(Note: This reading reflection paper was written in the second half of 2020 as part of an Introduction to Global Health course)
The readings this week shows the importance of national health systems. According to Skolnick (2020), “the goal of a health system should be the attainment of universal health coverage (UHC). UHC is health provided in a “cost-efficient a manner as possible, in fairly distributed ways, with particular attention to the marginalized members of society.” To attain UHC, the health system must ensure that “all people have access to an agreed set of at least basic healthcare services either for free or at such low cost that it does not constrain access or cause hardship.” The way the components and personnel within a health system interact and are coordinated impact on the ability of the health system to provide UHC. Therefore, the roles assigned to the public; private, for-profit; private, not-for-profit; and NGO sectors and how those roles are paid for is critical to the success of health systems.
Drobac, P. et al. (2013) highlights two cases where the health system rebounded in the aftermath of great catastrophe — Rwanda after the genocide in 1994 and Haiti after the earthquake in 2010. In Rwanda, the transparency and accountability within the health system helped programs succeed and attract more investments. There was a “clear national development plan that promoted coordination among donors and implementing partners,” development strategies aimed at reducing inequalities, and infrastructural and educational investments in rural communities that were initially neglected. Like colonial West Africa, despite Haiti to the French economy, France’s investment in health care infrastructure was negligible. Overall, Drobac, P. et al (2013) show how history shapes political and health systems and how responsive governments can steer the direction back on a positive track.
Result based evaluations and Pay for performance are two incentive-based systems that improved performance of actors within a health system. However, in some contexts where Pay for performance was instituted, there was evidence of health personnel cheating the system, “falsifying patient records, or refusing to dispense medication to prevent stock outs.” The “lack of computer-based bookkeeping, accountants, and trained civil servants” contributed to this. The accompagnateur model used by Partners in Health in Haiti where neighbors were assigned to their HIV positive neighbors, so they are committed to their ART regimen reduced significantly patient viral loads.

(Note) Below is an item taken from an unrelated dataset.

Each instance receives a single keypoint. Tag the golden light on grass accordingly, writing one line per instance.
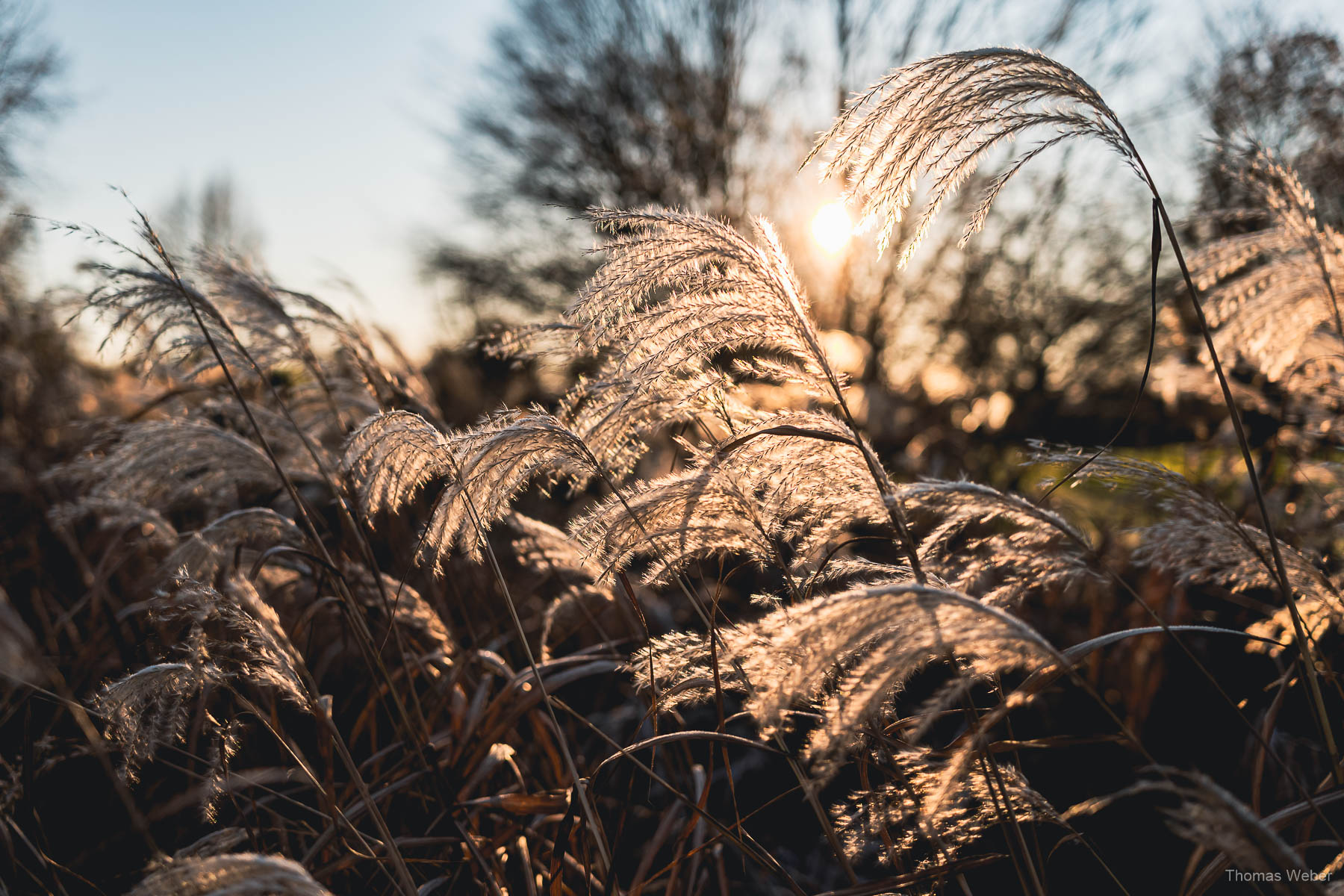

Kim, J. Y. (2013) statement that “only states can guarantee rights, including the right to health,” seems too flattering of states. Although Kim, J. Y. (2013) explains further saying, “democratic governments are generally more accountable to their citizens than non-state health care providers are to those they serve” and that NGOs because they are accountable to funders can cut services when funders no longer provide funding or provide vertical interventions, I am of the opinion that states cannot guarantee rights independently. Therefore, states alone cannot guarantee rights, but can “integrate and coordinate the efforts of diverse health providers to ensure that care is delivered efficiently and effectively and equitably throughout the country.”
· When performance-based evaluation data is being falsified, can triangulation — looking for additional or confirmatory data — help? For example, doing patient satisfaction surveys in addition to hospital records data. Which kinds of triangulation would work, inexpensive and be corruption free? Can mystery shopping be of any help here or be sustainable long term?
· Isn’t the accompaniment model too expensive, would any other non-personnel intensive system with follow up calls have been equally effective Wasn’t privacy a concern for HIV patients? How was confidentiality and curious wondering neighbors connecting the dots addressed?